The National Institute for Health and Clinical Excellence (NICE) issued full guidance to the NHS in England, Wales, Scotland and Northern Ireland on subfascial endoscopic perforator vein surgery in June 2004. In accordance with the Interventional Procedures Programme Process Guide, guidance on procedures with special arrangements are reviewed 3 years after publication and the procedure is reassessed if important new evidence is available.
The guidance was considered for reassessment in January 2009 and it was concluded that NICE will not be updating this guidance at this stage. However, if you believe there is new evidence which should warrant a review of our guidance, please contact us via the email address below.
The procedure is used for patients with either healed or active ulcers (CEAP classifications 5 or 6), caused by chronic venous insufficiency, in whom incompetent calf perforating veins are thought to be an important contributing factor, particularly where conservative management (such as leg elevation, compression therapy and medication) has failed. Deep venous occlusion and/or infected ulcers are usually contraindications to SEPS.
SEPS is a minimally invasive alternative to open subfascial perforator vein surgery.
Preoperative evaluation is performed by duplex scanning of the superficial, deep and perforator venous systems to diagnose both valvular incompetence and obstruction. During the operation, the limb is exsanguinated and two endoscopic ports are placed in the subfascial space in the calf at sites remote from the area of venous ulceration. A space-maker balloon is introduced and inflated in this subfascial space to improve access. Carbon dioxide is then insufflated to facilitate dissection. The incompetent perforating veins are clipped and divided with endoscopic scissors or, alternatively, coagulated and divided with an ultrasonic coagulator (harmonic scalpel).

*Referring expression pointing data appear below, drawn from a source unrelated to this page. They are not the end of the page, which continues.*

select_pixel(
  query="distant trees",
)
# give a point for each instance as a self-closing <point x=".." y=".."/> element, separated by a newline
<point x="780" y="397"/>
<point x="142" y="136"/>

This guidance represents the view of NICE, arrived at after careful consideration of the evidence available. When exercising their judgement, healthcare professionals are expected to take this guidance fully into account. However, the guidance does not override the individual responsibility of healthcare professionals to make decisions appropriate to the circumstances of the individual patient, in consultation with the patient and/or guardian or carer.
Commissioners and/or providers have a responsibility to implement the guidance, in their local context, in light of their duties to have due regard to the need to eliminate unlawful discrimination, advance equality of opportunity, and foster good relations. Nothing in this guidance should be interpreted in a way that would be inconsistent with compliance with those duties.